Лиза, отчаянно сопротивляясь, чтобы толпа ее не увлекла с собою, пробилась в противоположную сторону. Ее, было, прижали к стене, потащили за собою, но она вырвалась, и в эту минуту остановки видела, как кинематографический оператор торопливо крутил ленту… С ушибленным локтем, запыхавшись, трепеща от возмущения и страха, Лиза бежала к станции подземной дороги.
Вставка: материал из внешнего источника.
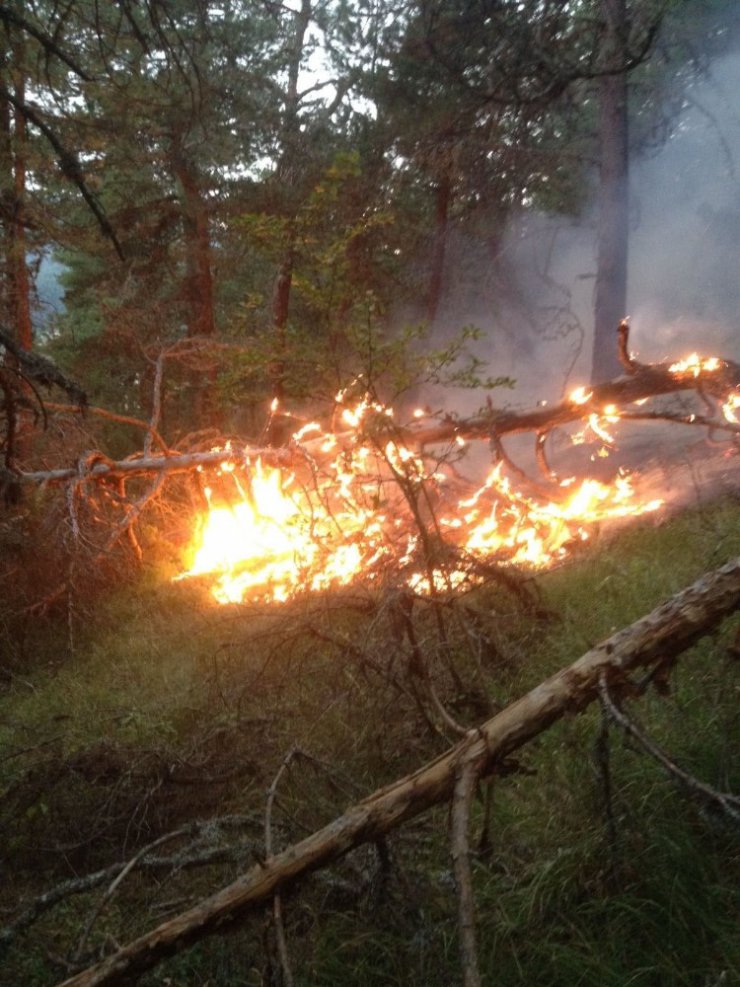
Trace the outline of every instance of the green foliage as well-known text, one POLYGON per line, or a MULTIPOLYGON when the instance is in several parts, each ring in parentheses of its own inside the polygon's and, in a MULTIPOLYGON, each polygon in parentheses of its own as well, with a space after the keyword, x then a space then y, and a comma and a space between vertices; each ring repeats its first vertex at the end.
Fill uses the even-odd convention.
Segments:
MULTIPOLYGON (((536 613, 513 605, 496 584, 482 587, 463 612, 485 646, 487 690, 505 705, 738 553, 738 504, 730 499, 658 526, 604 533, 580 559, 537 577, 536 613)), ((30 669, 0 697, 0 744, 9 754, 0 762, 7 909, 68 876, 65 859, 89 871, 188 819, 246 813, 259 841, 264 791, 291 749, 310 757, 280 786, 281 846, 440 750, 413 700, 389 691, 385 675, 404 660, 383 616, 389 600, 346 591, 282 607, 218 608, 196 584, 167 584, 166 575, 152 571, 110 597, 78 633, 74 660, 30 669), (376 677, 378 662, 384 671, 376 677), (193 777, 197 785, 184 783, 193 777)), ((444 649, 433 645, 431 616, 415 612, 430 670, 443 700, 473 724, 482 714, 464 705, 465 690, 480 668, 466 636, 455 633, 447 647, 461 681, 438 677, 444 649)), ((681 767, 735 792, 737 631, 730 620, 682 656, 669 696, 626 702, 681 767)), ((48 633, 54 639, 59 628, 48 633)), ((563 721, 522 752, 522 770, 493 783, 490 842, 473 861, 484 982, 732 983, 740 975, 736 828, 677 788, 615 727, 610 828, 600 732, 598 709, 563 721)), ((483 816, 476 801, 473 845, 483 816)), ((436 810, 391 838, 385 876, 372 848, 358 850, 284 902, 296 983, 458 982, 447 836, 447 813, 436 810)), ((156 885, 132 875, 91 945, 145 930, 158 920, 158 902, 204 896, 237 870, 178 874, 159 897, 156 885)), ((56 983, 49 944, 57 954, 68 949, 96 900, 70 898, 21 937, 4 957, 3 987, 56 983)), ((236 938, 198 944, 143 983, 257 984, 269 962, 257 921, 236 938)))

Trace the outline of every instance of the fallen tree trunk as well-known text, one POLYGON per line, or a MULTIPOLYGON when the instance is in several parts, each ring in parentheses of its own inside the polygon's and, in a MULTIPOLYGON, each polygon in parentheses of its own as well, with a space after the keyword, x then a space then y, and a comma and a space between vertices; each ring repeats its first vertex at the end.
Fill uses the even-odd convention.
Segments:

«Сумасшедшие!.. Сумасшедшие!..», – колотилось в ее мозгу – «Город умалишенных!.. Какой это ужас!..».

VII

Наступило Нью-Йоркское лето. В городе – тропическая, насыщенная водяными парами жара. Громадные реки, Гудзон и Ист-Ривер, еле видный океан, как тонкой голубой кисеей покрыты парами тумана. Над ними лилово-серое небо, не прозрачное, без туч, душным пуховиком давит город. Улицы, как глубокие щели, с тяжелым, неподвижным воздухом, насыщенным автомобильными газами. Все, кто мог, разделись. Мужчины ходили полуобнаженные, загорелые, в трусиках, потные и жаркие. Их прикосновения в тесных вагонах подземной дороги и в автобусах были противны Лизе, и, где только можно, Лиза ходила пешком, чтобы не дышать воздухом, отравленным людскими испарениями. Полицейские, в белых кителях и касках, падали в обморок на постах, газеты вели бесстрастный подсчет людям, насмерть сраженным солнечным или тепловым ударом…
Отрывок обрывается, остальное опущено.